Waterloo hosted race riot trial

Dr. Leroy Bundy

Nearly 100 years ago, Waterloo became center stage of one of the final legal acts related to the 1917 East St. Louis race riots when Leroy Bundy, the man charged with spearheading the riots, was brought to Waterloo in March, 1919, to face trial in the Monroe County Courthouse.

Bundy, a dentist by trade, was also a political organizer in East St. Louis before the riots began.

According to the March 19, 1919 edition of the St. Louis Post-Dispatch, Bundy was charged with “plotting to kill two East St. Louis detectives July 1, 1917, which precipitated the race riot of the following day.” 

Thirty-three other men connected with the riots (20 white, 13 black) had already been tried and convicted in St. Clair County by the end of 1917. 

Bundy avoided trial by fleeing to his native Cleveland during the riots, afterward citing a fear of being lynched, not guilt, as a reason for his departure. 

By the time of his trial in Waterloo nearly two years later, the riots had become national news and led to a 10,000-person march of silent protest in New York City. 

Due to negative local press and local sentiment about the riots around East St. Louis, Bundy and his lawyers felt that he would not be able to receive a fair trial. 

Once extradited from Cleveland, his lawyers secured a change of venue “because of a feeling against Bundy in St. Clair County,” according to the Post-Dispatch.  

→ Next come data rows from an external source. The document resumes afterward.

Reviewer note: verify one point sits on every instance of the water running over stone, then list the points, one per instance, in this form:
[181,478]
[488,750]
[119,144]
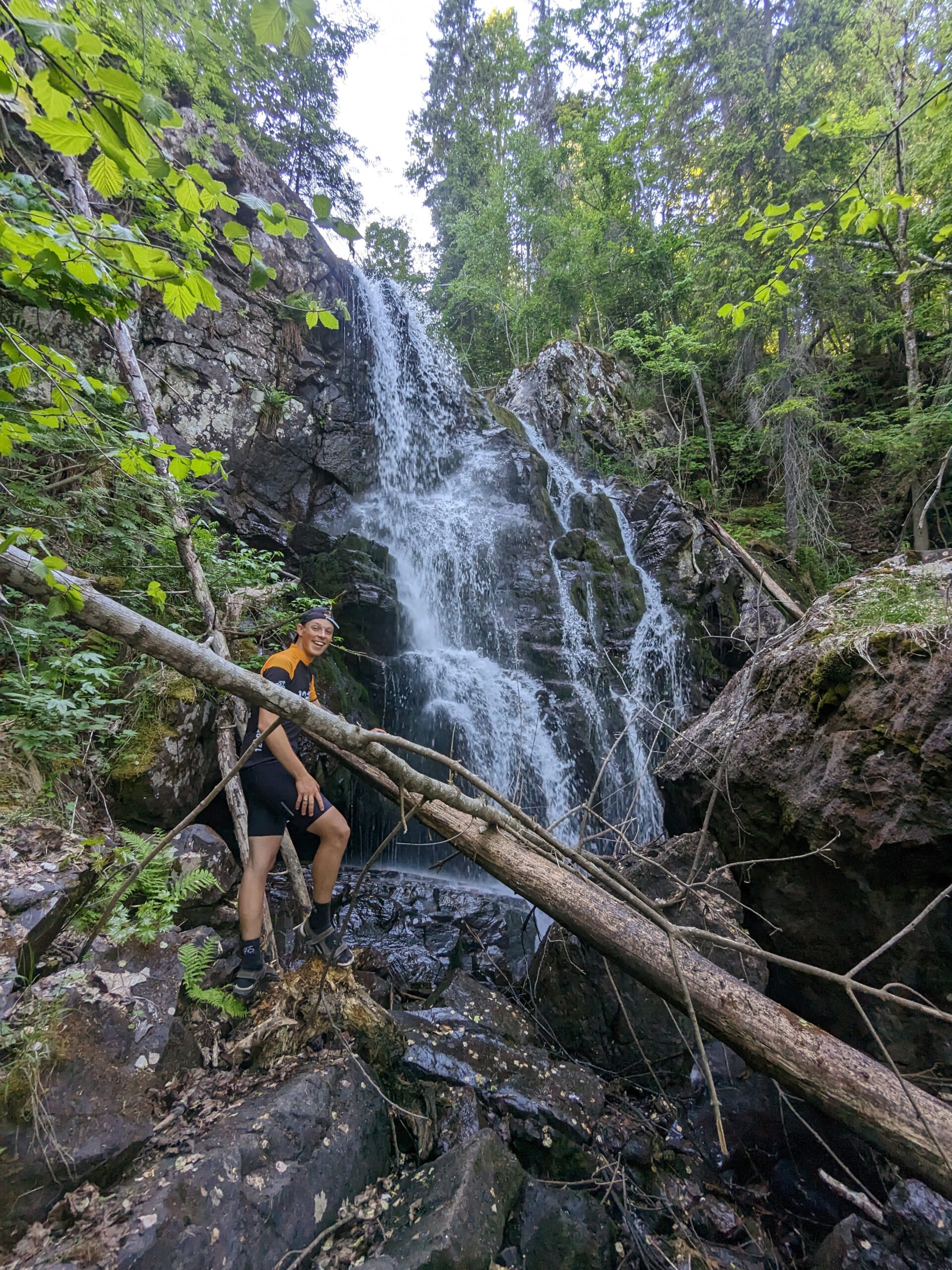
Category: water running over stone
[457,505]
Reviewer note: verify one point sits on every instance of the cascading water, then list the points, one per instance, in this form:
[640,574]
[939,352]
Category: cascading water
[442,507]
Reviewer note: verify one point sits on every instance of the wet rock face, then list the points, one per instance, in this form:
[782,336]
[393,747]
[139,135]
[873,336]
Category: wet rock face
[267,1175]
[606,1016]
[169,766]
[837,741]
[414,931]
[114,1032]
[559,1230]
[577,397]
[726,614]
[451,1214]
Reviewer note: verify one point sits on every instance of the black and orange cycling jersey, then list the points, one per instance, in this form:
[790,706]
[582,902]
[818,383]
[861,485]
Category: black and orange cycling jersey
[289,670]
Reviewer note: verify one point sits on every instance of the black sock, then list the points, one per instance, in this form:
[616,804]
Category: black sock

The trial commenced in Waterloo in March, 1919. The twelve men who sat on the jury in Waterloo were all from Monroe County. 

Included on the jury were: William Bodenbach, Anton Eichenseers, William Weber, Hy. Feldmeier, Henry Hern, Jr., Daniel Davis, Henry Gruber, George Klamp, William Offermann, Fred Eidmann, Thomas Jennings and William Senf.  

On March 28, 1919, the jury found Bundy “guilty of murder in the manner and form as charged in the indictment,” which included inciting to riot.

Bundy spent a year in the Southern Illinois Penitentiary (now Menard Correctional Facility)  in Chester working as a dentist until his appeal reached the Illinois Supreme Court. 

Bundy’s lawyers cited insufficient evidence, coercion of witnesses and several other grounds for appeal. 

The judgement in the case was ultimately reversed as a result of a combination of claims, including the discovery that one of the jurors for the trial had been declared insane as a result of “severe melancholia.”

The East St. Louis race riots were, in part, a result of labor disputes arising from local white laborers fearing unemployment from an influx of black workers from the South. 

The riots have been described as one of the bloodiest labor-related riots in U.S. history, as well as being one of the most destructive race-related riots. 

Estimates of black deaths range between 50 and 200, with nine confirmed white deaths. 

In the aftermath of the riots, over 6,000 residents of East St. Louis were left homeless in addition to over $400,000 ($8 million, adjusted for inflation) in property damage.   

The riots are credited as a precursor to the larger Civil Rights Movement of the 1950s and 60s.